Introduction

Many bacteria have circular chromosomes unlike eukaryotes, exhibiting various symmetries and polarities including the strand preference of genes between the leading and lagging strands, oligonucleotide orientation, and base compositional bias. These symmetries are all defined by a symmetrically located pair of finite replication origin and terminus. However, experimental evidence of replication origin and terminus are still limited, and majority of the discussions currently rely on in silico predictions using compositional bias of guanine and cytosine formed by the difference in the replication mechanisms between the leading and lagging strands. Such prediction sometimes results in highly asymmetric pairs of replication origin and terminus, and thus a comprehensive study for the cause of compositional symmetry in bacteria is still lacking. On the other hand, a conserved 28bp sequence element targeted by a tyrosine recombinase upon the resolution of malformed chromosome dimers during cell division, named the dif sequence, is recently suggested as a new marker of the replication terminus. The dif sequences, however, are identified only in a limited number of organisms.

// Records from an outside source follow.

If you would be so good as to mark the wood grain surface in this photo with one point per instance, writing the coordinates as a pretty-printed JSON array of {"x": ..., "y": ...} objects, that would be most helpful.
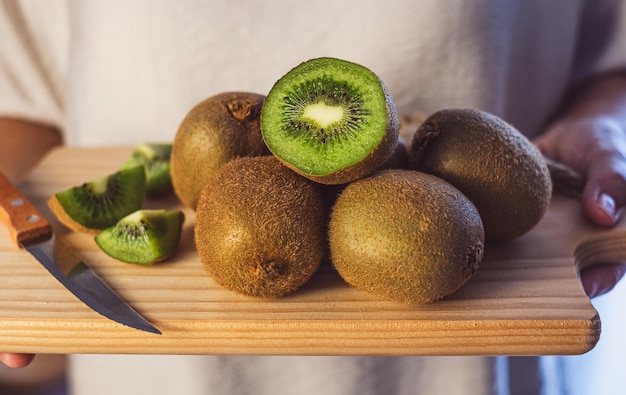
[{"x": 525, "y": 299}]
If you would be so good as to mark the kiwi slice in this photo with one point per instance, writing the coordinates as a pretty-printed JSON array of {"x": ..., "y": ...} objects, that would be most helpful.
[
  {"x": 405, "y": 236},
  {"x": 99, "y": 204},
  {"x": 330, "y": 120},
  {"x": 143, "y": 237},
  {"x": 491, "y": 162},
  {"x": 156, "y": 159},
  {"x": 261, "y": 228},
  {"x": 215, "y": 131}
]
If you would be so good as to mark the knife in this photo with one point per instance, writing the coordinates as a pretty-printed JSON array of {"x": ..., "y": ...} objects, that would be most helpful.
[{"x": 31, "y": 231}]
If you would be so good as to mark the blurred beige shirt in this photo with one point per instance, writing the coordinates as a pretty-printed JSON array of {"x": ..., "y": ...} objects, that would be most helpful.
[{"x": 119, "y": 72}]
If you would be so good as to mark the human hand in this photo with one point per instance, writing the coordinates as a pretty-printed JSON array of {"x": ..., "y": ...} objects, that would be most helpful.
[
  {"x": 16, "y": 360},
  {"x": 595, "y": 147}
]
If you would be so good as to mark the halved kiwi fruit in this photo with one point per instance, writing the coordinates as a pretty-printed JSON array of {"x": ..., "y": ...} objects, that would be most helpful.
[
  {"x": 260, "y": 228},
  {"x": 155, "y": 157},
  {"x": 491, "y": 162},
  {"x": 216, "y": 130},
  {"x": 406, "y": 236},
  {"x": 99, "y": 204},
  {"x": 143, "y": 237},
  {"x": 330, "y": 120}
]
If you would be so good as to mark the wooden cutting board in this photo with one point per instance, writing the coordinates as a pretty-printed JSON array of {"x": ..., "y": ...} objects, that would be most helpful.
[{"x": 526, "y": 297}]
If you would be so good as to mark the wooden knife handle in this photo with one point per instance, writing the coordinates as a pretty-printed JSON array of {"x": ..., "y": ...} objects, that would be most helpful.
[{"x": 25, "y": 222}]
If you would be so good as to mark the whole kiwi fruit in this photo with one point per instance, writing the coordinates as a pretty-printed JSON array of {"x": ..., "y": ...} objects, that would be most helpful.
[
  {"x": 261, "y": 228},
  {"x": 330, "y": 120},
  {"x": 216, "y": 130},
  {"x": 491, "y": 162},
  {"x": 406, "y": 236}
]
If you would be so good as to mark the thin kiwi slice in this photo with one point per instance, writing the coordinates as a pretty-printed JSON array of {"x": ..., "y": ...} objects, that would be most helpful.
[
  {"x": 155, "y": 157},
  {"x": 99, "y": 204},
  {"x": 330, "y": 120},
  {"x": 405, "y": 235},
  {"x": 143, "y": 237}
]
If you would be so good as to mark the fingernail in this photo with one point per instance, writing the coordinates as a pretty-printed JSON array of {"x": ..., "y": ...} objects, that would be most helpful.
[{"x": 607, "y": 204}]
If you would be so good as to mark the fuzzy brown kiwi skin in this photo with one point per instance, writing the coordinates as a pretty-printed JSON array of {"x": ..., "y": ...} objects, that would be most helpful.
[
  {"x": 405, "y": 236},
  {"x": 261, "y": 228},
  {"x": 492, "y": 163},
  {"x": 375, "y": 160},
  {"x": 216, "y": 130}
]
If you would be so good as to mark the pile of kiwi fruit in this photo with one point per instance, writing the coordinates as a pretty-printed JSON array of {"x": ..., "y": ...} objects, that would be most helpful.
[
  {"x": 111, "y": 208},
  {"x": 317, "y": 170}
]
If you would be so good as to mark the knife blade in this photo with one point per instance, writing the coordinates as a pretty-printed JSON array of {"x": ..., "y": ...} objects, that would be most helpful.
[{"x": 30, "y": 230}]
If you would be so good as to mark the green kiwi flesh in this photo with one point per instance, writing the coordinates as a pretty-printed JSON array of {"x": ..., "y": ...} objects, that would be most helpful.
[
  {"x": 216, "y": 130},
  {"x": 100, "y": 203},
  {"x": 143, "y": 237},
  {"x": 330, "y": 120},
  {"x": 491, "y": 162},
  {"x": 406, "y": 236},
  {"x": 260, "y": 227},
  {"x": 156, "y": 159}
]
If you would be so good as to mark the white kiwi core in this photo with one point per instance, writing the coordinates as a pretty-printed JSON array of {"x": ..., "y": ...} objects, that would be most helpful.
[{"x": 323, "y": 114}]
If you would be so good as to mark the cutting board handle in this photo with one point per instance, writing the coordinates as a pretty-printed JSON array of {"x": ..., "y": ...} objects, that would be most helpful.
[
  {"x": 605, "y": 247},
  {"x": 25, "y": 222}
]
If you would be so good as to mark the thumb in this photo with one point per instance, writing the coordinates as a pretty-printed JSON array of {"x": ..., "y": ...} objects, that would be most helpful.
[{"x": 604, "y": 194}]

Recursive Hidden Markov Modeling (RHMM)

We used recursively a Hidden Markov Model (HMM) supported by HMMER2 for dif sequence prediction. Firstly, to create a profile HMM, we predicted Escherichia genus 28 organisms dif sequences by a fuzzy matching (Perl module String::Approx), the query is the if of E. coli K12 with the parameter is no deletion and insertion, and 8bp mutation. Secondly, we calculated the similarity of between Escherichia XerCD and object organism XerCD amino-acid sequences for getting the clue as to prediction order. Finally, according to that similarity of XerCD, we predicted the dif sequences with recursively, in the case other phylum as well. This novel algorithm named the Recursive Hidden Markov Modeling "RHMM" is discussed for this purpose. Using this novel method, dif sequences are identified in 714 chromosomes harbored by 641 organisms.